Why choose biodiesel?
Studies show that biodiesel outperforms gasoline, ethanol, and conventional diesel in reducing climate-altering carbon dioxide emissions and in overall fuel-efficiency (see sidebars below).
Using 100-percent biodiesel (B100) eliminates all of the sulfur emissions associated with conventional diesel, cuts emissions of carbon monoxide and smog-producing particulate matter almost in half, and reduces hydrocarbon emissions by between 75 and 90 percent. Perhaps most significantly, using B100 reduces the emissions of carbon dioxide—the main greenhouse gas causing global warming—by more than 75 percent. Even using a blended biodiesel fuel like B20 (a 20-percent biodiesel/80-percent petrodiesel blend offered at most biodiesel fueling stations) still reduces carbon dioxide emissions by 15 percent, according to the Department of Energy.

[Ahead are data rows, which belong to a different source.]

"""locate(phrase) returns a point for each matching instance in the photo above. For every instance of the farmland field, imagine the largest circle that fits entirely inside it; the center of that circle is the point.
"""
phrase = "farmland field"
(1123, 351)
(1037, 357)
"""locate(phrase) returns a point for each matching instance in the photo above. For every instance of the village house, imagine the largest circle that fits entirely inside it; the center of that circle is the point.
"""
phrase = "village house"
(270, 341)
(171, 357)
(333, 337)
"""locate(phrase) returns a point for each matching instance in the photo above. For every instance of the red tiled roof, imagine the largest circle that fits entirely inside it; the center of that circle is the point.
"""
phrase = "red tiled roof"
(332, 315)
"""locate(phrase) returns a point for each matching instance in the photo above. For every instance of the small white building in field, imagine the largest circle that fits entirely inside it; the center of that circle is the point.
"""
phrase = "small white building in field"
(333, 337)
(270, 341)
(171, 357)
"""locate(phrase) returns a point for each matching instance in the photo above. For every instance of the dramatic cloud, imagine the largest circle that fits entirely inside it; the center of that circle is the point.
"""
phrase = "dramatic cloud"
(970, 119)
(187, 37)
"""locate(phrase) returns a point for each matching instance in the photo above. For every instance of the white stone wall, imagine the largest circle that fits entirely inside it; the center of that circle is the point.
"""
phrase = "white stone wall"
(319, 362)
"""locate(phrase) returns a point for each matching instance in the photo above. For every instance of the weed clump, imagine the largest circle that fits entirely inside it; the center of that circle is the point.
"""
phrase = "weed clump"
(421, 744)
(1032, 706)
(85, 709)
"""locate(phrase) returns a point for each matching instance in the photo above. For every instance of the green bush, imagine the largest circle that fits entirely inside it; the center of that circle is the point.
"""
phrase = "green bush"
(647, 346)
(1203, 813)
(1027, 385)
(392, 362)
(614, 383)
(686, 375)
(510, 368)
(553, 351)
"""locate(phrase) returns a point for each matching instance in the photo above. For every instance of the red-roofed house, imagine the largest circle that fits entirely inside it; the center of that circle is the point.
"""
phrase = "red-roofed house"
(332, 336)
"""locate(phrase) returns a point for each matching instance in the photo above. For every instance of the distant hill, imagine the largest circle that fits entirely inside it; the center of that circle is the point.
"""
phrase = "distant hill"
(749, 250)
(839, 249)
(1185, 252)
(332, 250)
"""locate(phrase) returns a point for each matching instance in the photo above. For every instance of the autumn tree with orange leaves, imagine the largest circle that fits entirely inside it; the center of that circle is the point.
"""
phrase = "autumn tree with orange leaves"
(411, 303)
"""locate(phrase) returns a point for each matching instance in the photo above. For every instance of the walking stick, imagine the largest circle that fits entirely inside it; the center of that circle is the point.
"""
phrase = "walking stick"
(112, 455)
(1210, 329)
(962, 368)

Besides lowering emissions at the point of use, biodiesel fuel—made from corn, soy, or other plant matter—had a past life absorbing carbon dioxide while it was growing as a crop in the field. With its past carbon dioxide absorptions balancing its later carbon dioxide emissions, biodiesel results in an overall life-cycle lowering of carbon dioxide emissions over both conventional diesel and gasoline. The industrial processes used to produce biodiesel are cleaner than conventional diesel processes, reducing emissions associated with the life cycle of the fuel by more than 80 percent.
As a cleaner burning fuel, biodiesel is better for a car’s engine than conventional diesel, providing greater lubrication and leaving fewer particulate deposits behind. Biodiesel’s high ignition point (350°F vs. –43°F for gasoline) makes it a safer fuel as well. Biodiesel is biodegradable and considered nontoxic by the Environmental Protection Agency. All diesel vehicles have 20- to 30-percent higher fuel economies than comparable gasoline vehicles.
Biodiesel also frees car-drivers from reliance on dwindling fossil fuel resources and the world politics associated with obtaining those resources. It also keeps fuel dollars in the US. Biodiesel is more accessible than ever, with the number of public fueling stations in the United States rising from zero in 1997 to 750 today. To find a biodiesel fueling station or local biodiesel supplier near you, visit the National Biodiesel Board’s Web site. —Andrew Korfhage -Coopamerica.org
Biodiesel and the Future
In the long term, renewable energy experts differ on the upper limit of biodiesel’s possibilities as an industry, should biodiesel become wildly successful, adopted as America’s primary choice for fuel.
With the country already consuming more than 40 billion gallons of diesel fuel every year, a massive shift to biodiesel would make impossible demands on our available agricultural land. Cornell ecology professor David Pimintel explained in a 2005 study how he had studied large-scale bio-fuel production based on corn, switchgrass, wood biomass, soy, and sunflowers, and found each to be unsustainable. Others argue that even if such land-use was a possibility, the resulting agricultural shift toward fuel farming would trigger unintended consequences, such as spikes in the price of food crops. For example, in Europe, demand for biodiesel has triggered increasing imports of Indonesian palm oil, which in turn has accelerated massive deforestation in Indonesia, as farmers clear forests for palm plantations.
Meanwhile,University of New Hampshire physicist Michael Briggs explained in a 2004 paper how aquatic farms could be used to grow resources for biodiesel production, taking pressure off land intensive crops like corn and soy. With high oil content, fast growth rates, and less land-use, some aquatic crops like algae make practical sense as future sources for biodiesel fuel, as demand grows. A 1998 report prepared for President Clinton by the National Renewable Energy Laboratory reached a similar conclusion, but with the caveat that biodiesel production from aquatic resources would “only be competitive if petroleum diesel cost more than $2 a gallon.”
How do the fuel compare?
In terms of efficient energy production and overall carbon dioxide emissions, biodiesel trumps not only conventional diesel, but also gasoline and gasoline’s bio-fuel substitute, ethanol.
For example, according to a study by the Minnesota Department of Agriculture, biodiesel produces 3.2 units of energy for every unit of fossil-fuel-energy consumed in its production. Ethanol yields a lower 1.34 units of energy, while gasoline and conventional diesel represent a negative yield. (The influx of solar energy into the organic resources—corn, soy, etc.—that will eventually become ethanol or biodiesel accounts for their positive energy yield.)